A Daughter's Gift
Page 28
Jack took her in his arms. ‘Oh, sweetheart, sweetheart, don’t,’ he whispered. ‘Please don’t.’ He held her until the storm of tears was past and she was still in his arms. Then he handed her a large white handkerchief. ‘Come on, blow your nose. Think of Jenny.’
She watched them solemnly, still holding the biscuit tin. As Jack mentioned her name she looked away, down at the box. ‘Look, I knew it was there! I knew it was money, I did,’ she shouted. Inside the box was a bundle of notes: five pound notes, then pound notes, even twenty pound notes. A fortune. She looked excitedly from Elizabeth to Jack. ‘I knew it!’ she repeated and then her smile wavered. ‘It is mine, isn’t it?’ she asked. ‘I can do what I like with it?’
‘Within reason.’ It was Jack who answered, Elizabeth was staring at the money in disbelief.
‘I’m going to have the house done up so it doesn’t rain in, put new paint and paper on the walls …’ She noticed the strange way Elizabeth was looking at her.
‘What?’ she asked.
‘You knew it was there, all the time? Even when we were desperate for money to get away?’

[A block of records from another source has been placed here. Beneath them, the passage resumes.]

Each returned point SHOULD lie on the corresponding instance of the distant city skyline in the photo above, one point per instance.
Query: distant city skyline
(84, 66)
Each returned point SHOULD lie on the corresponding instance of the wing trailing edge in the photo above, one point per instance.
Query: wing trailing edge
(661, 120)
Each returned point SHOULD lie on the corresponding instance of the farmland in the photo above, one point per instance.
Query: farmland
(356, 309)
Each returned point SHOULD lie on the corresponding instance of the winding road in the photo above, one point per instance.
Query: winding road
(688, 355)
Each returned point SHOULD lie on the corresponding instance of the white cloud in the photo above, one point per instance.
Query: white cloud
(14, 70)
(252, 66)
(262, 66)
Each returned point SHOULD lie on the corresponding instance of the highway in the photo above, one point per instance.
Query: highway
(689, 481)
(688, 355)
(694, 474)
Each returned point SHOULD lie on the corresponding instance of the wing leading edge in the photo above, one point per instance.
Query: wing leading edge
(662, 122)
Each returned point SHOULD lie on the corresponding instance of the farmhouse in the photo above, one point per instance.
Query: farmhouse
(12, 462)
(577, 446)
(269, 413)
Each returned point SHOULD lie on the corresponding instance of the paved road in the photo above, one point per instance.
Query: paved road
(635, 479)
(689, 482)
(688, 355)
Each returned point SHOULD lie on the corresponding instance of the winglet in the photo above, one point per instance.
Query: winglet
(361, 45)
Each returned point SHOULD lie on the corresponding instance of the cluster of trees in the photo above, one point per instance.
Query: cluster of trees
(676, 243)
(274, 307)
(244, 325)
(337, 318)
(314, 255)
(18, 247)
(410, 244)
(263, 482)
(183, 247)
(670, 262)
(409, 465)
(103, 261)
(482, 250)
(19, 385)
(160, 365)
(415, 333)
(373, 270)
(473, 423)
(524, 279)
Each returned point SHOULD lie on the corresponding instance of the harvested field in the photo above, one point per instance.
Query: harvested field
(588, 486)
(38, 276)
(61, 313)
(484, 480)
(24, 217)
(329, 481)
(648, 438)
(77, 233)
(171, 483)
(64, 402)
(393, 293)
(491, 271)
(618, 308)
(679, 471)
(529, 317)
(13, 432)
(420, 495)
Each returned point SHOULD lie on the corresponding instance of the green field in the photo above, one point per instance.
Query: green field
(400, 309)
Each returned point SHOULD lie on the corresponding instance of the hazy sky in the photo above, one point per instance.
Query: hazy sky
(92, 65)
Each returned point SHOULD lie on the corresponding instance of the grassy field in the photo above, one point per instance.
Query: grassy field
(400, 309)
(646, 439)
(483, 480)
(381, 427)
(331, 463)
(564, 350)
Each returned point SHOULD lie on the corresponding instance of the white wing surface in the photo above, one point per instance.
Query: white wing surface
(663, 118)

Jenny hung her head. ‘I was frightened you’d go and leave me,’ she confessed after a pause. ‘You might have gone away and not come back.’
‘But I would never have done that, Jenny. Never, never.’
Jenny said nothing. Carefully she put the lid back on the box. All the excitement drained from her and suddenly Elizabeth forgot her own feelings. Swiftly she went to her little sister and took her in her arms. ‘I would never, ever leave you. You are my sister and I love you,’ she said. ‘Howay now, we’re going home. It’s been a long day.’
She picked up her bundle of letters, two of which she saw now, were in Jack’s writing. She would save them to read later, in bed, on her own when there was time to savour each and every word.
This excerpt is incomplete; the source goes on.